Patching And Upgrades
When secondary replicas (or a primary for that matter) is patched, the databases will need to be resynchronized with the new and potentially changed metadata – such as changes to on disk formats or creation of internal items that the upgrade or CU requires (Service Packs are dead, we’re not going there). Because of this requirement, the databases are going to be restarted to sync up, and this is fairly telling as checking the SQL Server errorlog it would be trivial to find a patch was installed and then a failover occurred at some later point. There’s no high-tech gizmo needed here, just looking at the long… which I’ve found to be a non-trivial request from many of you.
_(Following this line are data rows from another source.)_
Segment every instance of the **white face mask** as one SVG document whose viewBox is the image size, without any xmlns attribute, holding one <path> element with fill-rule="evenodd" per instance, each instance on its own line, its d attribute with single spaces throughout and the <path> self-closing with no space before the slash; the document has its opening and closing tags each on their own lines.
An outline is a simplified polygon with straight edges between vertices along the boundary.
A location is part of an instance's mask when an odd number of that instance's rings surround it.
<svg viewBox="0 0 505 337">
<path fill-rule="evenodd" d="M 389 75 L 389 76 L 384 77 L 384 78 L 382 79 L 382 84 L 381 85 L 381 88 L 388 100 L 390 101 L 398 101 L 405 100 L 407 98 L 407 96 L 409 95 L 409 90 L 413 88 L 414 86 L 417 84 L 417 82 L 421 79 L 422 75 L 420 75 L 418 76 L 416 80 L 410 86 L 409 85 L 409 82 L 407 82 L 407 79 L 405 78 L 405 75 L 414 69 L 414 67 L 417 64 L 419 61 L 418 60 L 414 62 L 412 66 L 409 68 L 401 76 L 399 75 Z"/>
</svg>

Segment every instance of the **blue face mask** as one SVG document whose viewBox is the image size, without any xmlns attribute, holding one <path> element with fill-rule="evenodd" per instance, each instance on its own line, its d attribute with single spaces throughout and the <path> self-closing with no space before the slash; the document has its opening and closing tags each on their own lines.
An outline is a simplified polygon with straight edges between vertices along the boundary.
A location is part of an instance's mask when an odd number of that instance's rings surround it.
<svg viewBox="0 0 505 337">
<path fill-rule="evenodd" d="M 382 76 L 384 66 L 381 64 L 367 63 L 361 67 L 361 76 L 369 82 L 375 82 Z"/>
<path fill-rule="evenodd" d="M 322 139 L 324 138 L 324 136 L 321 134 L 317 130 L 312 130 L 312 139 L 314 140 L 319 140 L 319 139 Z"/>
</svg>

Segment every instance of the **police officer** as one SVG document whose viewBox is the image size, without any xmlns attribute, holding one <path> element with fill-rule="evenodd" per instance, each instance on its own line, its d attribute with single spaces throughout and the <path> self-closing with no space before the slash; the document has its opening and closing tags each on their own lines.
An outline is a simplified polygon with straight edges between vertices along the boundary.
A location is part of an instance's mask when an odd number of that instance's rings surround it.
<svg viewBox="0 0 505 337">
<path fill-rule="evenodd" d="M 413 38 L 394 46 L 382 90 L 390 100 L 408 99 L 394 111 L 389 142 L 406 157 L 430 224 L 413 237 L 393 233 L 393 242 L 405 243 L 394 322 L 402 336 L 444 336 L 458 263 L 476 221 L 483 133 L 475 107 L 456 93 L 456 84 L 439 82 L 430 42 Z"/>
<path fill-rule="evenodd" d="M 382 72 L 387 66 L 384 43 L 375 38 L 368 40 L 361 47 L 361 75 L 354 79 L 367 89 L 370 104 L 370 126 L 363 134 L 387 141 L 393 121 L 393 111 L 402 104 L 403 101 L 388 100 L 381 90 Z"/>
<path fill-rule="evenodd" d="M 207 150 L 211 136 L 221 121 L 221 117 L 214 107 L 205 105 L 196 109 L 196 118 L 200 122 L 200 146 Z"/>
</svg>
For shame, you call yourself a DBA.
Long Or Huge Transactions
Remember the phases of recovery? One of those is redo and one of those is undo (and if a secondary replica one of those might be undo of redo), so if you’re willy-nilly rebuilding your indexes every day because you hate your infrastructure and you don’t know any better, then this one is for you. The database won’t be able to come up as a primary database replica until the recovery phases are complete. If there is a long running open transaction, this could take a while. If there is a huge open transaction, then settle in and get comfortable. Again, there isn’t anything high-tech needed, just a look into the errorlog and notice that the database is going through redo or undo – still. It’ll print out an estimated amount of time remaining. Please, do not do what everyone consistently either does (or asks, you know, like for a friend and stuff) and restart the instance. If you do this, it’ll have to start over and now you’ve wasted however long it was doing work.
There are two new features, one in SQL Server 2019 and one in 2017 (this should be, if nothing else, a reason to get off 2008/2012/2014/2016 and go to 2019 [latest at the time of this writing]). The first is Accelerated Database Recovery or Constant Time Recovery (whichever you want to call it these days) and the second, for you luddites that are 100% hell bent on doing things the absolutely work possible way, is resumable index rebuilds.
Undersized Server
One would like to think that I didn’t need to cover this one, and I had thought about not writing it… sadly, there are too many of these that come up and here we are, such a sad state of affairs. This one is for that admin who really hates giving servers cpu or memory, or for the DBA that thinks, “I can absolutely put 800 databases in a single AG on an 8 core server!”. Generally, when this is the case, there are other tell-tale signs, such as partial failovers where some databases just don’t seem to recover, ever. The evidence for this can easily be found in two places, the first being the errorlog which will generally complain about not being able to spawn new threads. The second is the sp_server_diagnostsics extended events data that is collected by default (if not turned off, which is manually required, tsk tsk) where the output of the resource data returned can be checked for the max server workers against the current workers. That means, yes, I totally catch you when you say, “We didn’t run out of worker threads” and then I see the instance, using that same 8-core server, is set to 5,000 worker threads – 100% red handed as that value also requires a manual change.